L’articulation du religieux et du profane dans le village traditionnel
36L’opposition entre ces deux conceptions, laïque et cléricale, du fait communautaire était d’autant plus féroce que le conflit se déroulait dans un contexte de dissociation progressive des entités paroissiales et municipales. On observera cependant que, dans l’esprit des paysans du premier XIXe siècle, la démarcation de la paroisse et de la commune n’avait pas toute la netteté ni toute l’évidence qu’elle allait revêtir par la suite81. Les différentes dimensions du localisme (le sentiment d’une identité paroissiale, d’une identité communale, la xénophobie de terroir…) loin de s’exclure ou d’entrer en conflit, se renforçaient mutuellement. Philippe Boutry souligne par exemple le fait qu’au XIXe siècle la revendication d’autonomie paroissiale était davantage fondée sur la détestation du voisin que sur l’élan spirituel82. D’autre part, l’étude des demandes de création de commune révèle que la perception d’une opposition entre la commune et la paroisse n’était pas toujours très claire. Prenons l’exemple du diocèse de Cahors, où le réseau des circonscriptions civiles et celui des circonscriptions religieuses ne coïncidaient pas83. Les limites des paroisses et des communes étaient ici totalement enchevêtrées : les habitants disaient qu’ils étaient « vifs » de telle localité (celle à laquelle ils étaient rattachés pour le civil), « morts » de telle autre (celle dont ils dépendaient pour le religieux84).
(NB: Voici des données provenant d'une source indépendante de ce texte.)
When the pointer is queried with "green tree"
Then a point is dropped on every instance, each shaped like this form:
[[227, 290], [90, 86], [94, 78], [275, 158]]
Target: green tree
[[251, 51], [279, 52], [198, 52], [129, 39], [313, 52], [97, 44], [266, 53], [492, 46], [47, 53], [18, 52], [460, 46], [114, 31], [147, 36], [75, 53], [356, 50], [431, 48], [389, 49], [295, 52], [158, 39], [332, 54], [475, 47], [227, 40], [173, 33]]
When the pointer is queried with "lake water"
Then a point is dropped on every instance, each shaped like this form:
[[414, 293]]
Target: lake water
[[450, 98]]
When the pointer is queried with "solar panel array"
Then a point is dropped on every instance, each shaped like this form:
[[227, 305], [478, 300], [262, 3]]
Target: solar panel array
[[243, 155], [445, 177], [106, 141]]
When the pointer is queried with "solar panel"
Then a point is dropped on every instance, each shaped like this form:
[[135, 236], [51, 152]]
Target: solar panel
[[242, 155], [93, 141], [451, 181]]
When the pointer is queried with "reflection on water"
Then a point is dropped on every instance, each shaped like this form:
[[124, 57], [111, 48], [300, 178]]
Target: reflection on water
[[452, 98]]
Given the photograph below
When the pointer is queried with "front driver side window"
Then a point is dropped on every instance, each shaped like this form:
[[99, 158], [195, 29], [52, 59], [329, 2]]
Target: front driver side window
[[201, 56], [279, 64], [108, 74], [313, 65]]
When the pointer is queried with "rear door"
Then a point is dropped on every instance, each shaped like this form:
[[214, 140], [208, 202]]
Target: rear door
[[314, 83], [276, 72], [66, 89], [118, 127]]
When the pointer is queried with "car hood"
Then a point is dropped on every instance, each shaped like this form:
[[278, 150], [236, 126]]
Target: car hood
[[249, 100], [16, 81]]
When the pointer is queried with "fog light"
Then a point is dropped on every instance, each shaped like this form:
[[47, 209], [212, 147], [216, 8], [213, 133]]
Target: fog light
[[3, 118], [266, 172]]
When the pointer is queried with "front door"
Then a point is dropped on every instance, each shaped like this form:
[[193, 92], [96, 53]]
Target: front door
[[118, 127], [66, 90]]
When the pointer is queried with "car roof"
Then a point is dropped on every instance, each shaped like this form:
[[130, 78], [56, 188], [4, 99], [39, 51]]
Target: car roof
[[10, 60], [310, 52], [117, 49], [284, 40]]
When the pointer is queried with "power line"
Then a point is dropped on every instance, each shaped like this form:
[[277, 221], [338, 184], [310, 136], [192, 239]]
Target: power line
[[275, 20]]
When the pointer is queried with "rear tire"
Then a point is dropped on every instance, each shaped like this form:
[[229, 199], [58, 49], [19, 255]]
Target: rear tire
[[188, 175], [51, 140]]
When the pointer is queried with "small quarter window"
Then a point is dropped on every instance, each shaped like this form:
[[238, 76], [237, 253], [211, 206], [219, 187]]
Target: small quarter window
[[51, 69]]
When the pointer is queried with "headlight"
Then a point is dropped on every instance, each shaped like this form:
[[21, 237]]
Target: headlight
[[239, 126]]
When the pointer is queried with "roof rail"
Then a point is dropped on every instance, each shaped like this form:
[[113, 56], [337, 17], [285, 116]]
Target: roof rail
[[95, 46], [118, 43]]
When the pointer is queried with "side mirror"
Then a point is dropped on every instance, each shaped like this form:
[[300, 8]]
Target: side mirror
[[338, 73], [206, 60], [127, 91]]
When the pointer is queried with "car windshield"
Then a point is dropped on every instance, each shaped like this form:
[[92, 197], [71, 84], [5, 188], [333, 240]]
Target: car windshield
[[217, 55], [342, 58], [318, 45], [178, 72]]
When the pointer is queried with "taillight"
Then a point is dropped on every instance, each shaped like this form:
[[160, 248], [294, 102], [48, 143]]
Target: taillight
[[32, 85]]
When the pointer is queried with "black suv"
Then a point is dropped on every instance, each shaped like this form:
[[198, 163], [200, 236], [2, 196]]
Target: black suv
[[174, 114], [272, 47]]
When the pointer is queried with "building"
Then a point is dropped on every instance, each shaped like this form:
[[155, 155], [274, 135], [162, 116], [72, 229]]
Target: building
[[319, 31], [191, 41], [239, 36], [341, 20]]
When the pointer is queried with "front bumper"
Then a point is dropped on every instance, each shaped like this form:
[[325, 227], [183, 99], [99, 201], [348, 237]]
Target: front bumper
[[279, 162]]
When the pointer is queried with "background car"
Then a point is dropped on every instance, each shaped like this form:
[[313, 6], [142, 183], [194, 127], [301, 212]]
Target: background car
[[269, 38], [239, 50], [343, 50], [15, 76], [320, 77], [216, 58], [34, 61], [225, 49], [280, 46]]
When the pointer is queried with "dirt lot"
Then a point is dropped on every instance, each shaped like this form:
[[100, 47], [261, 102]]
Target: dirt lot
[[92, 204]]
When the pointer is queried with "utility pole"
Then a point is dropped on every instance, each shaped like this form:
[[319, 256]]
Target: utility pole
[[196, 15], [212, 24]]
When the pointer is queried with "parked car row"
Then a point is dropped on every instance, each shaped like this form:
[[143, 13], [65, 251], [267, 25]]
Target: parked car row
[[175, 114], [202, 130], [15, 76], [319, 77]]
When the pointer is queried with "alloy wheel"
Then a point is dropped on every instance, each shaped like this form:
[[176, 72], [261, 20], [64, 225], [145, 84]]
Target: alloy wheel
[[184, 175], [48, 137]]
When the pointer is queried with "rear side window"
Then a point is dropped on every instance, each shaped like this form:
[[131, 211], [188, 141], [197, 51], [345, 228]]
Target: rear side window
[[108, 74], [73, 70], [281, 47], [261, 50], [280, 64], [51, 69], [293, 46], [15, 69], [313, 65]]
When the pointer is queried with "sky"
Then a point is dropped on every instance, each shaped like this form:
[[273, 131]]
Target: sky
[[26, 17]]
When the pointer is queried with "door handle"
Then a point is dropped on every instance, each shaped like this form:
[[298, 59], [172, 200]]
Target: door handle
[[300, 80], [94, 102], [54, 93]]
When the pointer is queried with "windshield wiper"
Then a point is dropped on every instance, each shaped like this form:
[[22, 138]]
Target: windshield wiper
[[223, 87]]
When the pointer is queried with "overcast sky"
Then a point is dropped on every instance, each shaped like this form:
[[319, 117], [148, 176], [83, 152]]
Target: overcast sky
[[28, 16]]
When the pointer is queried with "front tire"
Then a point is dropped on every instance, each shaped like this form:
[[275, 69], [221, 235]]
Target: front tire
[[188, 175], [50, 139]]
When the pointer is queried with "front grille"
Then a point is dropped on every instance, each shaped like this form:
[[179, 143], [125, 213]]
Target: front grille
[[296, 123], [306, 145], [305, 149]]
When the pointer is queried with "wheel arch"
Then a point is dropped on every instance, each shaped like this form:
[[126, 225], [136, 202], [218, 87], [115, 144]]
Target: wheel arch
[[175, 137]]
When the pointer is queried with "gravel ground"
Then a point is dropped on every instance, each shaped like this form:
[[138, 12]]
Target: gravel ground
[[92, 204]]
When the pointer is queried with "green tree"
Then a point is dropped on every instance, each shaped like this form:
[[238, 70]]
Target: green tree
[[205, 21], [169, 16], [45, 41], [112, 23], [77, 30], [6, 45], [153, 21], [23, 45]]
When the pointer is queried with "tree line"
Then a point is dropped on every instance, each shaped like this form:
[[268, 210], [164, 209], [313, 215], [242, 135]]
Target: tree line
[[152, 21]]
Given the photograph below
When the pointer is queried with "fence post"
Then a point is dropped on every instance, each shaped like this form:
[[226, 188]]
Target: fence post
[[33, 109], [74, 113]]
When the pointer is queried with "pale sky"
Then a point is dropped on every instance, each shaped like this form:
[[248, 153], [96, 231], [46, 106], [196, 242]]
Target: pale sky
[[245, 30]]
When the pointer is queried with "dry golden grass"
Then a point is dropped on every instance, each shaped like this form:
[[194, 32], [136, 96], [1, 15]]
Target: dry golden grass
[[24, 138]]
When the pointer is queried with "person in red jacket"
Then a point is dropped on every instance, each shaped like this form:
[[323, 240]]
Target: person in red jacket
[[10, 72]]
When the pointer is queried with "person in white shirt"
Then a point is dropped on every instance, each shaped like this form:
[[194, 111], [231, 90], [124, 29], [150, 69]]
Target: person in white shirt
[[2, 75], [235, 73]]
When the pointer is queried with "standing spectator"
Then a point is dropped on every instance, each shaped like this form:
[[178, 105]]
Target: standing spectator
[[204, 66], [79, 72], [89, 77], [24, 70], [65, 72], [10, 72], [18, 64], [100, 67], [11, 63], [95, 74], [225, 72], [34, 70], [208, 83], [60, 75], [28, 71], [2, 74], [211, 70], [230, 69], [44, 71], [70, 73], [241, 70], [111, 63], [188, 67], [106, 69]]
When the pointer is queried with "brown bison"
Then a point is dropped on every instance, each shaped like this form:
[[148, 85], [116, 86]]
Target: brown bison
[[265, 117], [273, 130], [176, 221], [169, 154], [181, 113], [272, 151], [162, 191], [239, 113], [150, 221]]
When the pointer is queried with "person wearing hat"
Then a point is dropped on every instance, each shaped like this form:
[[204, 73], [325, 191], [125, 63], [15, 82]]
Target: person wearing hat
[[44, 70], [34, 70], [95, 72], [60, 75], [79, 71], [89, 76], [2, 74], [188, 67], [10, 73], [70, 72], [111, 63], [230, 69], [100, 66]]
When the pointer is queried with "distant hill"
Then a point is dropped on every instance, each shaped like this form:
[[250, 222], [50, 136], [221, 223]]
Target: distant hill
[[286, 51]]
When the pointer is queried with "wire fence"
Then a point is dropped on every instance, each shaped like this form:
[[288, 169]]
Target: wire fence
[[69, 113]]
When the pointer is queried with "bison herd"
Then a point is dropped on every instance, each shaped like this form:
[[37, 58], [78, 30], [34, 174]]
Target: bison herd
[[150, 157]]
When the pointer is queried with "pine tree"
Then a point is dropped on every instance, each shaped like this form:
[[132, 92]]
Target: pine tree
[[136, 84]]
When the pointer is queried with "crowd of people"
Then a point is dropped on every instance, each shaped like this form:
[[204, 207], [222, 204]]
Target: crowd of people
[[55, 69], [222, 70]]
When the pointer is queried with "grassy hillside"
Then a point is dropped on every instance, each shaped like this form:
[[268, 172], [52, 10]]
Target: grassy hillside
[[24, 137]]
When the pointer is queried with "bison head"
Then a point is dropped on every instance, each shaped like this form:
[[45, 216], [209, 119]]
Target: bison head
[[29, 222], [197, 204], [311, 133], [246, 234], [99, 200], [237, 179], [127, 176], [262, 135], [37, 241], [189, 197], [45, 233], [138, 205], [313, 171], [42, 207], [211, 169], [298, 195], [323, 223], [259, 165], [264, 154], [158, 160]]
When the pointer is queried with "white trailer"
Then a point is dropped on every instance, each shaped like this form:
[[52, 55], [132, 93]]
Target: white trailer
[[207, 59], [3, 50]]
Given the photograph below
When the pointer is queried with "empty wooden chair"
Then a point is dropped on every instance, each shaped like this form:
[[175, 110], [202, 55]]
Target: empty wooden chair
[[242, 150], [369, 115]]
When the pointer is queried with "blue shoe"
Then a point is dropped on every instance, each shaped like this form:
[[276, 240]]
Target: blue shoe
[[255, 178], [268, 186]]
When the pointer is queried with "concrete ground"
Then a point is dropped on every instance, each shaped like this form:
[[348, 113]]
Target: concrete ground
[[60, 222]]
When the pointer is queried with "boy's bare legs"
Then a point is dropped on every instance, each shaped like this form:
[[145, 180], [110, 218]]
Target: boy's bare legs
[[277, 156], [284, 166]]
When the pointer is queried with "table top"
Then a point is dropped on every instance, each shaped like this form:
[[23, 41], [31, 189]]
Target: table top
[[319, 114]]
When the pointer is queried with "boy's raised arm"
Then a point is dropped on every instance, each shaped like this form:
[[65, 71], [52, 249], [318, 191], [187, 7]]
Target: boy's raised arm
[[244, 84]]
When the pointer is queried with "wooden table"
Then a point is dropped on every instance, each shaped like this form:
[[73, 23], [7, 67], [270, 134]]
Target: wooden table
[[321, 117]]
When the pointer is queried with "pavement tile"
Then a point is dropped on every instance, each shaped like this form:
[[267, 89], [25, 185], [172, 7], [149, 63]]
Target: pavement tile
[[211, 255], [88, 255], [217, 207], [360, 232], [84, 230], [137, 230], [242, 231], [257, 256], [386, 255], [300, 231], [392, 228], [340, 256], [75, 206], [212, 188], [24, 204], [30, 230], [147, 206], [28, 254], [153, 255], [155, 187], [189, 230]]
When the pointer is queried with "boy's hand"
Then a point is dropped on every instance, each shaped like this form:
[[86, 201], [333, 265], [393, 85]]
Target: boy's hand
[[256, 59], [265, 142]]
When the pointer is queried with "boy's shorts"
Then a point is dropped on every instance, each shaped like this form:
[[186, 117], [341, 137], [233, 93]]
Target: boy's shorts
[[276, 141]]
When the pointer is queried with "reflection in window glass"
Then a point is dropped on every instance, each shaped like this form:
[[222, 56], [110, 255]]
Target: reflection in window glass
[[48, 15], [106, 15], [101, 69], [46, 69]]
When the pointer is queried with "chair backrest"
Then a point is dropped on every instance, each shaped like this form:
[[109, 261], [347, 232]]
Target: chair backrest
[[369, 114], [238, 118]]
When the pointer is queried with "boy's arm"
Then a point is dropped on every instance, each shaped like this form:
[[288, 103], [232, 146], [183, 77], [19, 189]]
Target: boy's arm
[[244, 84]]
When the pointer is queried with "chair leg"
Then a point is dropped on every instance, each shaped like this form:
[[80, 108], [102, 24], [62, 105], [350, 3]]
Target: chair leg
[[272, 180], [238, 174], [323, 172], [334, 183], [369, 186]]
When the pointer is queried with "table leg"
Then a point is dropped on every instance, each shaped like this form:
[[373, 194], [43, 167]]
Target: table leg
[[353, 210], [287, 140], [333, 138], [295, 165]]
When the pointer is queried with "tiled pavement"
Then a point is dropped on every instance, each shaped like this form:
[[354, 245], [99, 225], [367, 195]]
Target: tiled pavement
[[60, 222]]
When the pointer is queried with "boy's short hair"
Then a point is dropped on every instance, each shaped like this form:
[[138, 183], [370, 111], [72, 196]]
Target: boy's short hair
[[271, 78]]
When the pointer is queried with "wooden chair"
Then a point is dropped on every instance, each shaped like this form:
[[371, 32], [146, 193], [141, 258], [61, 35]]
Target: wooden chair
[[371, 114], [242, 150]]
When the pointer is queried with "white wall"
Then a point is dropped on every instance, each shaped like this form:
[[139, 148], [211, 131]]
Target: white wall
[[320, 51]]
Or cette situation était très mal vécue. D’abord parce que les paysans domiciliés dans des hameaux écartelés entre deux entités étaient mis à contribution pour des dépenses (telles que la construction d’une nouvelle église ou la célébration d’une seconde messe) dont ils ne profitaient pas. Mais il importe surtout de souligner que cette absence de coïncidence était perçue comme une anomalie. Paroisse et commune devaient former une seule et même entité. Leurs territoires respectifs devaient coïncider. L’administration civile et l’administration religieuse devaient être en harmonie. C’est pourquoi les hameaux enclavés ne cessaient de réclamer leur rattachement à la commune ou à la paroisse-mère.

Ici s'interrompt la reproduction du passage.